Wednesday, August 1, 2012

Lego Mindstorms 3D Scanner / Virtual Inflater (2001)

In 2001, I purchased a second set of classic Lego Mindstorms from a coworker. Additionally, since I lived close to the St. Jacob's Lego Factory Outlet, I had purchased a bunch of extra parts that really made it possible to build really interesting projects. I decided to build a 3D rudimentary scanner using Lego; in 2001 this field had still not been explored very deeply by hobbyists, and I thought the challenge would be interesting.

Over a couple weeks I built a scanner, wrote driver software, and wrote mesh-reconstruction software to make use of the collected data. I initially tested the mesh-reconstruction software using synthesized data sets. When came the time to use the software with a real data set, I noticed that there seemed to be a small bug in the way the data was collected or transferred back the the computer... and believe it or not, I actually never spent the time to look into it. The robot wound up collecting dust for a couple of months before I recycled its parts for another creation. In hindsight, this is a huge regret for me since it was 99.5% there.

The idea behind the scanner is actually quite simple.  An object is placed on a rotating platter.  A light beam is swept back and forth across the object to capture a kind of 2D outline, as determined by the locations where the light beam is obstructed by the object.  The object is rotated to capture a series of 2D outlines, and software thereafter collates all that data into a final 3D mesh.

The Hardware

Though the robot itself was actually relatively simple, the 3-sensor limit on each RCX meant I had to make creative use of inputs.  (Keep in mind this was well before the NXT Mindstorms, and motors did not have positional feedback.)  Unfortunately, I do not have pictures of this robot - I owned no camera at the time.  However, I've modeled a crude Sketchup version which I hope gets the point across:

Degrees of freedom on the scanner.
The light beam was sent from one of the light sensors (in purple) straight into the other's receiver.  The LEDs in the RCX light sensors had a relatively tightly-focused light emission cone, so this worked quite well.

The teal assembly was rigid, and it moved vertically along the green assembly; the green assembly itself moved back and forth on the red horizonal axis.  Finally, the blue platter rotated on itself.

Robot Control

Two RCXs controlled the whole assembly:

Scanner system diagram.  (Click to enlarge.)
One RCX controlled the platter (in blue above) and collected the light beam data.
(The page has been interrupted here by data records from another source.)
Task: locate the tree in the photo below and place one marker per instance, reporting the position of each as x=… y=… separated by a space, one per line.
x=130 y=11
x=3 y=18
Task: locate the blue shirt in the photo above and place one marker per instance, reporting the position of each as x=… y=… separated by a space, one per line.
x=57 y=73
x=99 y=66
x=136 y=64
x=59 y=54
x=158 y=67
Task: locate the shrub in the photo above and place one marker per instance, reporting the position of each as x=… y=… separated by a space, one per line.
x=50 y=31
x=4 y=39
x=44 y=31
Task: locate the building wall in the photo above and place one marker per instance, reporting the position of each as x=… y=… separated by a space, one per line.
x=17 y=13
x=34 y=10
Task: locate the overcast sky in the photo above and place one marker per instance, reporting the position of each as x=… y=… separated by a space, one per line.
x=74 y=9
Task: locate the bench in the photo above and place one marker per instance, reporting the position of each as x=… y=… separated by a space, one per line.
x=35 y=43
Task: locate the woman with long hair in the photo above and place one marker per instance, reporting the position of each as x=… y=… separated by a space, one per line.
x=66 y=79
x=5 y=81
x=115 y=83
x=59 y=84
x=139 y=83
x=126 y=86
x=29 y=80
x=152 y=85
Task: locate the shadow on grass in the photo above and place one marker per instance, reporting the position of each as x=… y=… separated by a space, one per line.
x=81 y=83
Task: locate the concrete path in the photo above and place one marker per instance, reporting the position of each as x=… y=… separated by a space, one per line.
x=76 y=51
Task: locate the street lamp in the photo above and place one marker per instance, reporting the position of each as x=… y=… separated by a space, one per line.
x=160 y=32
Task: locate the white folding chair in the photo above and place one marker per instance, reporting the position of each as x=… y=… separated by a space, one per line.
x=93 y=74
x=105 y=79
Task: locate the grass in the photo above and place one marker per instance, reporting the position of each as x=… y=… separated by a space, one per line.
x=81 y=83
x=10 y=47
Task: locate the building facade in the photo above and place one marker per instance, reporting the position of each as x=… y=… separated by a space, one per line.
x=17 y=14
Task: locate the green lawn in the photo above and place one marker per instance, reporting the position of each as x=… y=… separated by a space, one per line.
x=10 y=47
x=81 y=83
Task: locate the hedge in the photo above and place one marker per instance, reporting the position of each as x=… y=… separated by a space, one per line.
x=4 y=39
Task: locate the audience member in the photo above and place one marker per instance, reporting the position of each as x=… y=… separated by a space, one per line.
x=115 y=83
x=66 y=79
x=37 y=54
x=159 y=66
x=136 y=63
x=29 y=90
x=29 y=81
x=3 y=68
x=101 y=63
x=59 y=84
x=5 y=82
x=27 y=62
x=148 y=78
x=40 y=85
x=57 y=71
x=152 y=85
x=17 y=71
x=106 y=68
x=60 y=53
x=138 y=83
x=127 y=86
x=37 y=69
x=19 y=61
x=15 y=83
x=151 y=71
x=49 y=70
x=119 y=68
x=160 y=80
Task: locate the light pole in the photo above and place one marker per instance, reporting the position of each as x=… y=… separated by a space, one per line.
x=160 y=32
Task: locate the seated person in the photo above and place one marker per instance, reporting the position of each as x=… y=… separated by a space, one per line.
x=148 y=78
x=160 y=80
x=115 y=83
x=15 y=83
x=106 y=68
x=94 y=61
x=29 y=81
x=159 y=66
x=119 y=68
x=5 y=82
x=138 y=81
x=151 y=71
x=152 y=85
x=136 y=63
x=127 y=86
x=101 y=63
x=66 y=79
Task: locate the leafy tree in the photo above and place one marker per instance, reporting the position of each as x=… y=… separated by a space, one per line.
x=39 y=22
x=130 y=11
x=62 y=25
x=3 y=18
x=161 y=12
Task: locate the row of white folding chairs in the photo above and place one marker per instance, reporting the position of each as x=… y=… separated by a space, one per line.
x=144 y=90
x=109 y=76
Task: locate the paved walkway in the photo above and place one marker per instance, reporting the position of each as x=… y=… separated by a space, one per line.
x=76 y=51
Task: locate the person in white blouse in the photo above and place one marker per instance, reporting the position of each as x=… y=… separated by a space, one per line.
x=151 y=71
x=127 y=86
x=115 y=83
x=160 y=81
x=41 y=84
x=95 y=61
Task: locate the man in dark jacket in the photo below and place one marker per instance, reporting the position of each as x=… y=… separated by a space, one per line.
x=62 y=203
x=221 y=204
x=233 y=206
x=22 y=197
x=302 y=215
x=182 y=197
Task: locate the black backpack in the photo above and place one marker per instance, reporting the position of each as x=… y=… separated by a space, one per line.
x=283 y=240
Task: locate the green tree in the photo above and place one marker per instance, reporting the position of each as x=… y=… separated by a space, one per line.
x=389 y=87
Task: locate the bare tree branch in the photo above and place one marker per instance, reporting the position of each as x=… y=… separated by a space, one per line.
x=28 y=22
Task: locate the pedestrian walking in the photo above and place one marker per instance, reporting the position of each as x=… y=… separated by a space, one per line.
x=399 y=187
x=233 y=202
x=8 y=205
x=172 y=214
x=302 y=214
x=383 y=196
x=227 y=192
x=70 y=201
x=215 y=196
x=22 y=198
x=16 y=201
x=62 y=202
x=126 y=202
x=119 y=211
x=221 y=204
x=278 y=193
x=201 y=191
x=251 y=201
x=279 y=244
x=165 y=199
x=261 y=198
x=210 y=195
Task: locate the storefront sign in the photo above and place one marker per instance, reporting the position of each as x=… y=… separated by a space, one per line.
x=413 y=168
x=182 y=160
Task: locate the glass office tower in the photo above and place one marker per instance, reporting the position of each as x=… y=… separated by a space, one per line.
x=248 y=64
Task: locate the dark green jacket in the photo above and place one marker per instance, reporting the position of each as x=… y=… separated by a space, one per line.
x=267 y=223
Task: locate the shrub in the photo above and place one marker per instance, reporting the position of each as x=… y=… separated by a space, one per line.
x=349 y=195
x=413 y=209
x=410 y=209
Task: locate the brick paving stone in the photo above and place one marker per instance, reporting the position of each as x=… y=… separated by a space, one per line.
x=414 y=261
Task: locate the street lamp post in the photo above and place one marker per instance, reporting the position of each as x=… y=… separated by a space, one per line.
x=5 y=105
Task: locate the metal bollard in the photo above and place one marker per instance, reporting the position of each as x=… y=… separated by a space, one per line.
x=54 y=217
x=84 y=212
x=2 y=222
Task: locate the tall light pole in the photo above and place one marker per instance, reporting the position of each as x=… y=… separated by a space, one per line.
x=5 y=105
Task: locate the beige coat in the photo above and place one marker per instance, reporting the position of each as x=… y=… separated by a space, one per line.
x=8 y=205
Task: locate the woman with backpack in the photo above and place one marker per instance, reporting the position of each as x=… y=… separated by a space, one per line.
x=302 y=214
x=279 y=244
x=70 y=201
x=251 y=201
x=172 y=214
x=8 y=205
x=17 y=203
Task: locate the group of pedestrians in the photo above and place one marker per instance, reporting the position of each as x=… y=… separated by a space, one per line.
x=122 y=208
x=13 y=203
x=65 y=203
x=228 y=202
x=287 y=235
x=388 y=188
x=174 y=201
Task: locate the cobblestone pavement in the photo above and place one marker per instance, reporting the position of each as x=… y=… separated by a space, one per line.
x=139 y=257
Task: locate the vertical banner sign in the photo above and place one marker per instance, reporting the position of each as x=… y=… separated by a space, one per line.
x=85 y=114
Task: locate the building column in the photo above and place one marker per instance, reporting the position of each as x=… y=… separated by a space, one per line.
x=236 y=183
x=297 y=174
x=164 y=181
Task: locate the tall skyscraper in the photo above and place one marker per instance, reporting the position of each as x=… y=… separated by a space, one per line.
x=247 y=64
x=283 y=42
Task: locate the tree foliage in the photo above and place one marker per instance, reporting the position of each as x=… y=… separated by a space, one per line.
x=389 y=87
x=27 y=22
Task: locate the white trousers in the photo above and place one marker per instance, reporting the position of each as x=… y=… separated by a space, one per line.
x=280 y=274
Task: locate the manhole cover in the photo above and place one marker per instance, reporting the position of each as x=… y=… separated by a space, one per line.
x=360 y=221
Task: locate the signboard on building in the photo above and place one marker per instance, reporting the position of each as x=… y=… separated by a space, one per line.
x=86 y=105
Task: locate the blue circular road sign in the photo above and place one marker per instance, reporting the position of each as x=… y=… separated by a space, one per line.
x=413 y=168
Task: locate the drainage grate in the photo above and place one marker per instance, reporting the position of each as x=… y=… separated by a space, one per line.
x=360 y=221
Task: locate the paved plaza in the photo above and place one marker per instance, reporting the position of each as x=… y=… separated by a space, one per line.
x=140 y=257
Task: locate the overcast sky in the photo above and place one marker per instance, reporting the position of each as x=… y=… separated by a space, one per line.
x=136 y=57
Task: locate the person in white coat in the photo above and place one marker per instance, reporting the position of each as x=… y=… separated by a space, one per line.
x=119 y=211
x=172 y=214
The platter was quite simple; a motor slowly rotated the platter, and at preset angles, a touch sensor would be activated to tell the RCX to immobilize the platform. This was achieved using gear demultiplication; an offset nub on a "sensor gear" would trigger the sensor every time the sensor gear performed a full rotation. This sensor gear was configured to rotate sixteen times faster than the platter, thus yielding sixteen sensor touches per platter revolution, at equal intervals.

The other RCX was in charge of horizontal and vertical travel. One motor moved the light beam assembly horizontally, and had touch sensors at either end to detect the end of travel.  On the above diagrams, this is depicted as a red beam with a yellow sensor at either end.

The vertical axis (the green beam on the above diagrams) only had one sensor (depicted as another yellow block), at the top. During a scan run, the light beam assembly would start at the bottom and slowly make its way to the top. At the end of the scan run, it was returned to the bottom by shortly powering the motor to give the whole assembly downwards velocity, and then "floating" the motor to let the light beam assembly slowly return to the bottom of the vertical axis by pull of gravity. The assembly would come to a natural rest at the end of travel.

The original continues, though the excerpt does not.